第10話
地下牢なので外の様子がわからない二人はとりあえずその日、疲労を回復させることに専念することで合意して眠ることにした。
初めて冷たい石畳の上で寝ることになったファムは、寝付けないのではないかと内心不安になっていたが魔獣との戦い、そしてバルドロの死という壮絶な一日を経たことで、ファム自身が思っているよりも遥かに心身を疲弊させていた。
おかげで横になるだけですぐに、彼女は睡魔に襲われることになった。
身体が凝り固まっているのを感じて目を覚ましたファムは、まず最初に周囲の状況を見えないながらも何とか確認しようと試みる。
石造りの牢屋、かび臭い匂い、相変わらず通路からは見張りの兵士の気配はなかった。
そして未だ地下牢に居るこれが夢ではないことを認識し、人知れず溜息をついたのだった。
「おう、嬢ちゃん。やっとお目覚めか?」
ファムの溜息に気付いたレグスがファムの方を見る。
「・・・もう少し寝る」
レグスの方を一切見ずに、不貞腐れて再び横になろうとするファムを呆れた様子でレグスが呼び止める。
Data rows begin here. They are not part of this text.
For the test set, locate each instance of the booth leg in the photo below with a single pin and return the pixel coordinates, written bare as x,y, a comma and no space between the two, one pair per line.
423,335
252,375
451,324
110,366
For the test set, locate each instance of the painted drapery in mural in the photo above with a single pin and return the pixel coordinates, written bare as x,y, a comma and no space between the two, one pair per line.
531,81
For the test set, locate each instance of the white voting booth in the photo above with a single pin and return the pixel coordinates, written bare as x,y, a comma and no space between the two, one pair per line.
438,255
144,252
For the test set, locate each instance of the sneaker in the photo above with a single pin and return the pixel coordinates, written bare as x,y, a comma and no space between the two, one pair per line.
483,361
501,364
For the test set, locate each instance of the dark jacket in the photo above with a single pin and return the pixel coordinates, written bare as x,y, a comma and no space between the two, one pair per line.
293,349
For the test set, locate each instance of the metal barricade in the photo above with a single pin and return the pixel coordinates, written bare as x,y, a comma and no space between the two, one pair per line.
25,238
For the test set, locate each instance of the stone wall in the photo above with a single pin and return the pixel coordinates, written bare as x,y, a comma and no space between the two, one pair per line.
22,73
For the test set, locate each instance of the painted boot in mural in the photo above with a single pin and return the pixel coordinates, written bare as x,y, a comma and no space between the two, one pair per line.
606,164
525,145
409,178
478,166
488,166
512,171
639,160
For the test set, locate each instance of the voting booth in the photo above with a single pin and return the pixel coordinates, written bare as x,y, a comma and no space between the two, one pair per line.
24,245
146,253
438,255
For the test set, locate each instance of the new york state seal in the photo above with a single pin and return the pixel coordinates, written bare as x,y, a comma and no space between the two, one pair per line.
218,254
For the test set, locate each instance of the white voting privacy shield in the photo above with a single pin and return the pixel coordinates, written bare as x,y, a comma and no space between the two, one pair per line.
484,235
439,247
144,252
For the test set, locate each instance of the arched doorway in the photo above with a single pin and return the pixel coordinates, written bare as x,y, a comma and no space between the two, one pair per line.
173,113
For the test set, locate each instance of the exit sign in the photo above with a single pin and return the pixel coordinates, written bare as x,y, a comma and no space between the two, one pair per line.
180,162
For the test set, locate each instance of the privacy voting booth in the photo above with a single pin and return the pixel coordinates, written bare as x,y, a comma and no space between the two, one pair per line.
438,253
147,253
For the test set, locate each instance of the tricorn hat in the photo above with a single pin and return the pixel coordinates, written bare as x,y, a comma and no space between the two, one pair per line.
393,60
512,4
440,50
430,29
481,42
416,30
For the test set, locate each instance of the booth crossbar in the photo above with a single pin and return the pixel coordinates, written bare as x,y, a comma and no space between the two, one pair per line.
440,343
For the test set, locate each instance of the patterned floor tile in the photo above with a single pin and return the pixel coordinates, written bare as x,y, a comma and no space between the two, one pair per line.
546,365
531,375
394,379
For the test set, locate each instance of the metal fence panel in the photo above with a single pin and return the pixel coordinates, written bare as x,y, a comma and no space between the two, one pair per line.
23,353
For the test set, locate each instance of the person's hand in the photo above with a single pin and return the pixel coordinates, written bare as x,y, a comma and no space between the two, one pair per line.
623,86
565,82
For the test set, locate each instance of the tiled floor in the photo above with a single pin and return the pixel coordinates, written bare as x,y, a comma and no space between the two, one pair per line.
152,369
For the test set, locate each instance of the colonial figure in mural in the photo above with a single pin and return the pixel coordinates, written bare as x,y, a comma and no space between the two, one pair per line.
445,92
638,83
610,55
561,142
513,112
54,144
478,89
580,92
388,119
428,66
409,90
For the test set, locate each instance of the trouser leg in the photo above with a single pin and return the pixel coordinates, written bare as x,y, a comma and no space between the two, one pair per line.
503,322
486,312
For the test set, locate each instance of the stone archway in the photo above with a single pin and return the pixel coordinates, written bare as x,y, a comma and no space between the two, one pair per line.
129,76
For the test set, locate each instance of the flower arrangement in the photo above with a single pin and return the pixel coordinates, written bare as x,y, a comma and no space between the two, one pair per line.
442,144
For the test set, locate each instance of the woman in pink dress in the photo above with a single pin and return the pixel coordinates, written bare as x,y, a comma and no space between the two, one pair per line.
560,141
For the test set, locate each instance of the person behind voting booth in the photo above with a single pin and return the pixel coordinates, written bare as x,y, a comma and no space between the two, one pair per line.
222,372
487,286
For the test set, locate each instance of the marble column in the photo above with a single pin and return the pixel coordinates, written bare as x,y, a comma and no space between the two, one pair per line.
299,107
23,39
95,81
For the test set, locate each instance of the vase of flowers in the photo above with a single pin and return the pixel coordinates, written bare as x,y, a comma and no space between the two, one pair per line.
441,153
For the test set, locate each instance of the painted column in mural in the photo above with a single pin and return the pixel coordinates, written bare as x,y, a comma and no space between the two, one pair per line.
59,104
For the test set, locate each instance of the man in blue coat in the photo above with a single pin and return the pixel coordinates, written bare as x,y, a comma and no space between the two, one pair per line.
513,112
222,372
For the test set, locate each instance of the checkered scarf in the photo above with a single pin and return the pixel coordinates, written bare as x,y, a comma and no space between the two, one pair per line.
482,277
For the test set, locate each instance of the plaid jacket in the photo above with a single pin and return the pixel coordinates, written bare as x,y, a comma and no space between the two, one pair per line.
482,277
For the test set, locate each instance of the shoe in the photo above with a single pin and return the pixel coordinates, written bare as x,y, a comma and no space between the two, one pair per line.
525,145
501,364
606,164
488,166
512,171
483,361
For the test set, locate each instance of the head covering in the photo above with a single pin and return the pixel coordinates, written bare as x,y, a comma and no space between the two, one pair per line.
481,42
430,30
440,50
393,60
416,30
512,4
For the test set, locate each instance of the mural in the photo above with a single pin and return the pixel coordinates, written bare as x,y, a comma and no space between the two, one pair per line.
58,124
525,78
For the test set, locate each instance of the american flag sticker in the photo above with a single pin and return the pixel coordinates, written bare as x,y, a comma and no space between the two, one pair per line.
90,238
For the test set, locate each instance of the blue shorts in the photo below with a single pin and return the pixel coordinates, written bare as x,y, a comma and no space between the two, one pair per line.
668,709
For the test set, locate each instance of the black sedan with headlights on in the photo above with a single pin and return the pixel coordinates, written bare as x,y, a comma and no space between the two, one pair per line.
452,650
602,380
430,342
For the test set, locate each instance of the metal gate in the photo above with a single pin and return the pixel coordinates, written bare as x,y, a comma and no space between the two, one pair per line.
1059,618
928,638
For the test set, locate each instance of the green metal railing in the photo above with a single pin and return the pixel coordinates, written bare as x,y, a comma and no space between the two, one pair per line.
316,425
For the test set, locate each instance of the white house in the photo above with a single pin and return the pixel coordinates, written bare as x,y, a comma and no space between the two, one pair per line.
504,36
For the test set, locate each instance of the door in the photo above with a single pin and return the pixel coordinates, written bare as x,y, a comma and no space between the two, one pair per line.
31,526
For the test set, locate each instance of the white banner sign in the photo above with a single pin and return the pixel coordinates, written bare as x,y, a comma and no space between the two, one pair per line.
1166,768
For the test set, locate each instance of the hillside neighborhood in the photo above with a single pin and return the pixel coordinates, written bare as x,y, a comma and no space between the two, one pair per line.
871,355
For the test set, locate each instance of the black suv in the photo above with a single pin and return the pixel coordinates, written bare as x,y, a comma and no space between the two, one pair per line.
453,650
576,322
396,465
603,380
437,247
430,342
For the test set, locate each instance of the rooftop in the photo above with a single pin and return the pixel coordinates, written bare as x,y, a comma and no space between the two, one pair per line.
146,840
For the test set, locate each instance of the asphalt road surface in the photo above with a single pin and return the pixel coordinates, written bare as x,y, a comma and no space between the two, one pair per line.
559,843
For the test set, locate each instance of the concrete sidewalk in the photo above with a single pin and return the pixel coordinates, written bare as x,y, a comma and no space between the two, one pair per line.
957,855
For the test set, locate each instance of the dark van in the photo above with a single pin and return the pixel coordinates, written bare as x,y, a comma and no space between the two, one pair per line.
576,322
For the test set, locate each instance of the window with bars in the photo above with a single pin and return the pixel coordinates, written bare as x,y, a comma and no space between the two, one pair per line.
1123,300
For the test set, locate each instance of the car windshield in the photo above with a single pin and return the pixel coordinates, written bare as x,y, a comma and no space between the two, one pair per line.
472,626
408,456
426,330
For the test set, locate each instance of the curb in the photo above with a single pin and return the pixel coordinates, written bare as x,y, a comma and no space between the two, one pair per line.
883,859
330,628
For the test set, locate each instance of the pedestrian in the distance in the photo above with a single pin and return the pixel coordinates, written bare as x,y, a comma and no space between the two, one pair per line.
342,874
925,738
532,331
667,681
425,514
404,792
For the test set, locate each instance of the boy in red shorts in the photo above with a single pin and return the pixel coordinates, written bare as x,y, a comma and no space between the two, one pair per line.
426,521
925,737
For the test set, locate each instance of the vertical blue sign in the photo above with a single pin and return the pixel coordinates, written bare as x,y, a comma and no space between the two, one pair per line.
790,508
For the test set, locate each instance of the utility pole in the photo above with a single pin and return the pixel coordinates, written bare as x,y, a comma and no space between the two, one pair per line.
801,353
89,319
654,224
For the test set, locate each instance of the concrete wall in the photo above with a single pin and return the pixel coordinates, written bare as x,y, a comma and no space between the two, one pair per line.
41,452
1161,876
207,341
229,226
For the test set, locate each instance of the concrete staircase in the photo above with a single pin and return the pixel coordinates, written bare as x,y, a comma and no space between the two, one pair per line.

「やめとけ、今よりもっと体が痛くなるぞ?それよりもここからどう抜け出すかだが――――」
「抜け出すの自体は簡単」
これからの事を話そうとしていたレグスに対して、横になりながらファムは気だるげに答えた。
そんなにあっさりと答えが得られるとは思わず、レグスは鉄格子に飛びつき問いただす。
「簡単ってどういうことだ!?こっから出られるのか?オイ!コラ!寝転んでねぇで説明しろよ!?」
ガンガンと鉄格子を揺らす音に、寝ることを諦めたファムがめんどくさそうに起き上がりレグスの方に向き直る。
「この牢屋って魔法に関しての防備が一切施されてないの、だから出るのはとっても簡単だと思う。でも問題はその後、城から脱出した私たちはお尋ね者扱いされるくらいならまだマシな方かな?最悪なのはエルたちに危害が及ぶ可能性もあるって事。あのバカの極みなら適当に理由をでっちあげて、言いがかりで人を殺すくらいしそうだもの」
「確かに・・・奴ならやりかねん・・・」
ハジュマーノの下卑た笑顔を思い出し頭を抱えるレグス、良くて財産没収、悪くて同じように処刑というのは想像するのは容易い事だった。
そもそも魔法に対する防備が為されていないというのもおかしい、他の国ではどうかは解らないが、此処はアルテヴァだ。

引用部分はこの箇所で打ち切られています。